Should We Treat Recent Seroconverters Early?


First we had “Hit early, hit hard.”  Most people attribute this statement to David Ho, who wrote an editorial in the New England Journal of Medicine in 1995 entitled, “Time to hit HIV, early and hard.” (NEJM 1995; 333:450-1.)  Dr. Ho recognized that even in asymptomatic patients there was tremendous viral activity and T cell turnover and that treatment could reduce virus.   Dr. Ho reasoned that early treatment would support the body’s immune system, through the preservation of T cells.  With the protease inhibitors we finally had effective therapy and we recommended treatment to nearly all our patients, even those with good T cell counts.

After six years of “Hit early, hit hard,” the recommendations for when to start an HIV-positive individual on antiretroviral therapy (ART) shifted toward waiting until the T cells were lower.  The reasoning was that patients with stable T cell counts above 200 were not at particular risk for opportunistic infections.  Further, the medications were onerous to take and were associated with side effects and long-term toxicities such as risk of body fat redistribution, diabetes or cardiovascular disease.   
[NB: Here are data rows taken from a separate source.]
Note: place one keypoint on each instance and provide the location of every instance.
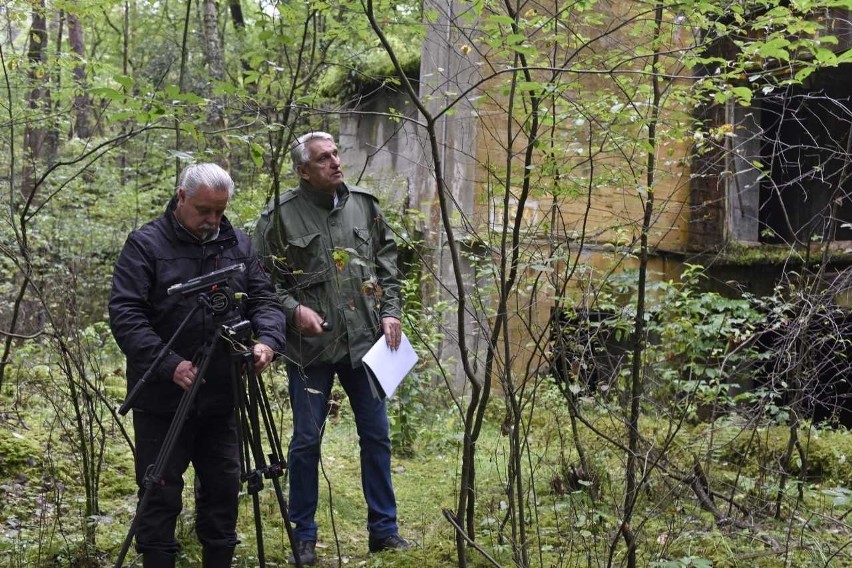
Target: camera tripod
(254, 420)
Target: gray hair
(299, 151)
(209, 175)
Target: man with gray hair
(192, 238)
(333, 259)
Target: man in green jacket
(333, 260)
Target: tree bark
(38, 98)
(82, 109)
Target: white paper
(389, 367)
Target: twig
(451, 517)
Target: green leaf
(124, 81)
(107, 93)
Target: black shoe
(391, 542)
(158, 559)
(306, 552)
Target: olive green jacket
(338, 260)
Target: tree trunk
(215, 56)
(82, 125)
(38, 98)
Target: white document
(387, 367)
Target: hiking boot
(390, 542)
(306, 552)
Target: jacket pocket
(363, 247)
(307, 261)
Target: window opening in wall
(805, 148)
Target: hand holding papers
(387, 368)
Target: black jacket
(143, 316)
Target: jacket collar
(323, 199)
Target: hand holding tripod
(255, 426)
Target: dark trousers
(310, 388)
(210, 444)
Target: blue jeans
(310, 388)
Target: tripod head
(209, 282)
(214, 294)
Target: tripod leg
(155, 470)
(253, 408)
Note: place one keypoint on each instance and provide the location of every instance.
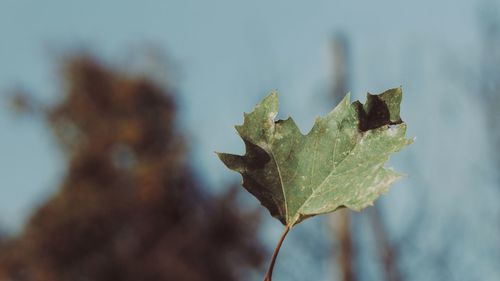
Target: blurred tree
(489, 74)
(129, 208)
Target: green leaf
(339, 163)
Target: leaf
(339, 163)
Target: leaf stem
(269, 274)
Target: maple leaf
(339, 163)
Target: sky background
(227, 55)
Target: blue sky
(229, 55)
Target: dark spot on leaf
(374, 114)
(255, 157)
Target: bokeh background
(111, 111)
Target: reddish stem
(269, 274)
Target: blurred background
(110, 112)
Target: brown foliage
(128, 208)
In the last five years clinicians have been shifting back toward treating patients with higher T cell counts.  Several large studies have supported this and current guidelines recommend treatment being offered to all HIV-positive patients with T cell counts less than 500.  Some clinicians recommend treating any HIV-positive patient no matter what the T cell count is.  In addition, the medications are much better tolerated these days, and the toxicity issues are not as prevalent with the newer ART regimens.  You could say that we’ve really come full circle in this discussion, back to “Hit early, hit hard.”

Patients who have recently seroconverted, that is, those who have recently become HIV positive, offer an interesting subset of patients.  At the immediate time of seroconversion the amount of virus circulating in the blood is very high.  This level falls over the next weeks to months and eventually settles at what is known as the “viral set point.”  This level corresponds to a period of clinical latency for most patients and can last for several, sometimes many, years.  The factors determining the viral set point and the length of time of clinical latency have not yet been fully discovered.  It would be great to know why one person’s disease progresses much more rapidly than another’s and the answer is based on both the individual’s immune function and on viral factors, but there is a lot we still do not understand.  Similarly, it’s been wondered if these recent seroconverters should be treated earlier or if treatment should be held, given the possibility of years of latency without the need for medications.

A recent study (The Setpoint Study, JID 2012:205 (January 1)) looked at two groups of recent seroconverters.  One group received immediate treatment (within six months of serconversion) and one group did not.  After 36 weeks of treatment the medication in the first group was stopped and both groups were followed for another 36 weeks.  After 72 weeks 50% of the group who hadn’t received early treatment had T cells at a level requiring ART whereas in the immediate treatment group only 10% of the group met the requirements for starting ART.  It seems the immediate treatment group had slowed down the disease progression. Because we don’t typically stop therapy in a patient who has started ART it’s not entirely clear how to translate these results into clinical practice.  It does, however, further reinforce David Ho’s motto.  Treating earlier, with effective therapy, can benefit the immune system.